Date of Award

2015

Publication Type

Master Thesis

Degree Name

M.Sc.

Department

Great Lakes Institute for Environmental Research

First Advisor

Daniel Heath

Second Advisor

Ken Drouillard

Rights

info:eu-repo/semantics/openAccess

Creative Commons License

Creative Commons Attribution-Noncommercial-No Derivative Works 4.0 License
This work is licensed under a Creative Commons Attribution-Noncommercial-No Derivative Works 4.0 License.

Abstract

Freshwater estuaries throughout the Great Lakes region receive nutrient loadings and trace metals from agricultural runoffs and urban centers.
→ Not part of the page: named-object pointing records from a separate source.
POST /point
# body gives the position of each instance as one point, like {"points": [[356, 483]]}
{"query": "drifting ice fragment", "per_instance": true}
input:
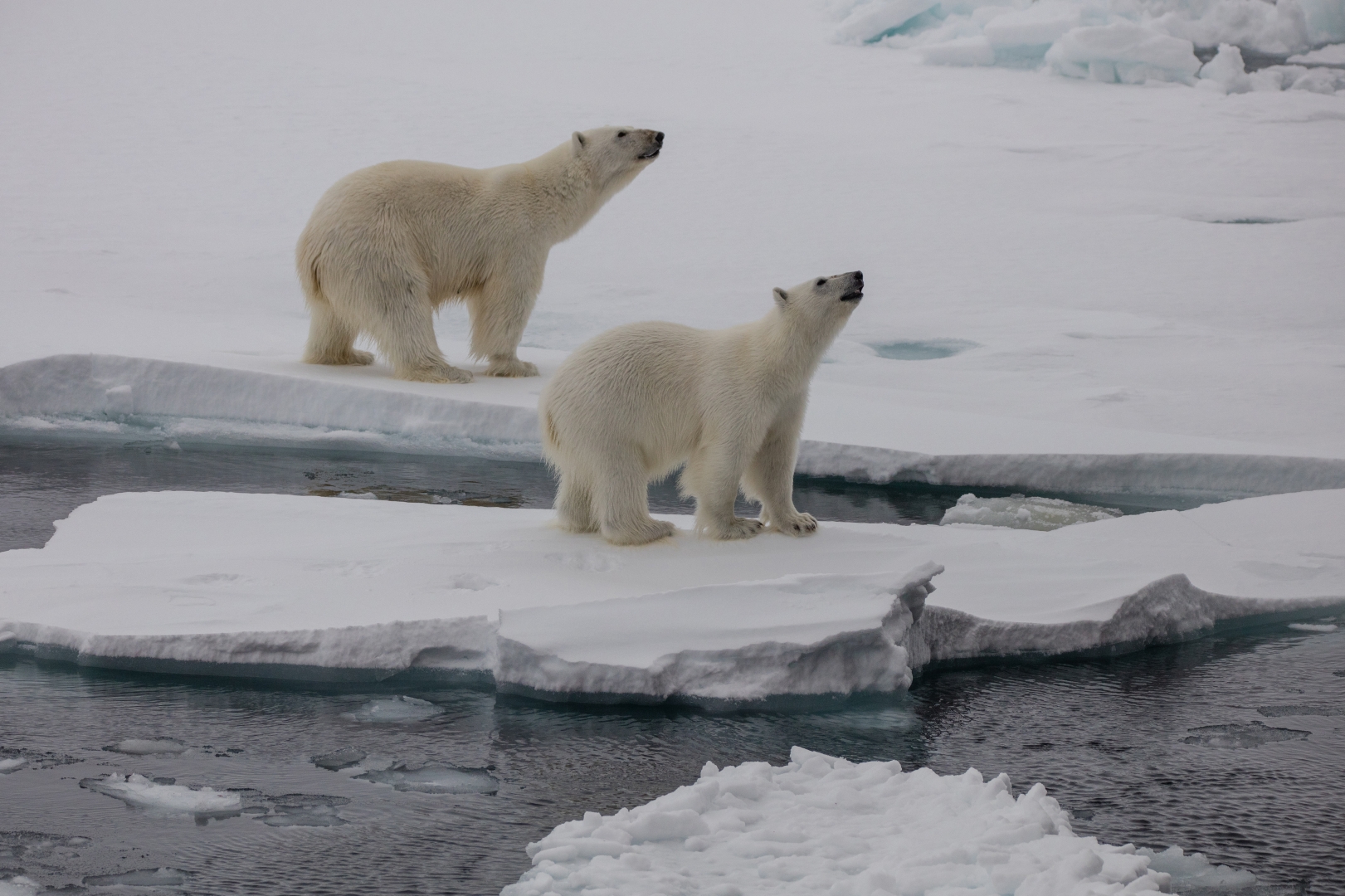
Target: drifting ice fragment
{"points": [[396, 709], [435, 779], [173, 800], [1018, 512], [1241, 736], [143, 747], [143, 878], [339, 759]]}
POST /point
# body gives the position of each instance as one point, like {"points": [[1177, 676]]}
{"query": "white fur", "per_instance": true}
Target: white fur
{"points": [[635, 402], [387, 245]]}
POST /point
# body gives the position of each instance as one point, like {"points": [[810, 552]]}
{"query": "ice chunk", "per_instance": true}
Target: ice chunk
{"points": [[1039, 26], [870, 21], [1018, 512], [143, 878], [173, 800], [965, 51], [825, 825], [1123, 51], [435, 779], [305, 811], [143, 747], [396, 709], [1227, 71], [1241, 736], [339, 759], [1332, 56]]}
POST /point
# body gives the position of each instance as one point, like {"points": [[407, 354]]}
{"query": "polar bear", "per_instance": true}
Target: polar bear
{"points": [[387, 245], [635, 402]]}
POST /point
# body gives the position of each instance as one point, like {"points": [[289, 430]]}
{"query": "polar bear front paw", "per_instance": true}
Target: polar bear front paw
{"points": [[797, 525], [510, 368], [738, 528], [436, 372]]}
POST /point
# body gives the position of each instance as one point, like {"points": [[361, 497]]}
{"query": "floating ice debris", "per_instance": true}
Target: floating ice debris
{"points": [[1018, 512], [339, 759], [435, 779], [175, 800], [19, 885], [396, 709], [147, 747], [305, 811], [1241, 736], [825, 825], [1294, 709], [1192, 872], [143, 878]]}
Such anthropogenic stressors have been previous demonstrated to affect the microbial community composition in polluted ecosystems. This thesis explores the microbial biogeography of 18 tributaries to understand the relationship between the microbial community structure and habitat profiles, and the impacts of these microbial communities on fish microbiomes. Partial Mantel test showed a significant correlation (R2 =0.16) between environment and bacterial community structure while controlling for spatial distance. Canonical correspondence analysis demonstrated distinct clusters corresponding with specific environmental drivers’ characteristic of specific tributary types. The gut microbiome of fish at these sites showed a significant correlation with environmental bacteria but not with other environmental parameters or spatial distance. This study supports the use of microbial communities as indicators of ecological change and demonstrates that these communities affect the microbiome of higher trophic organisms.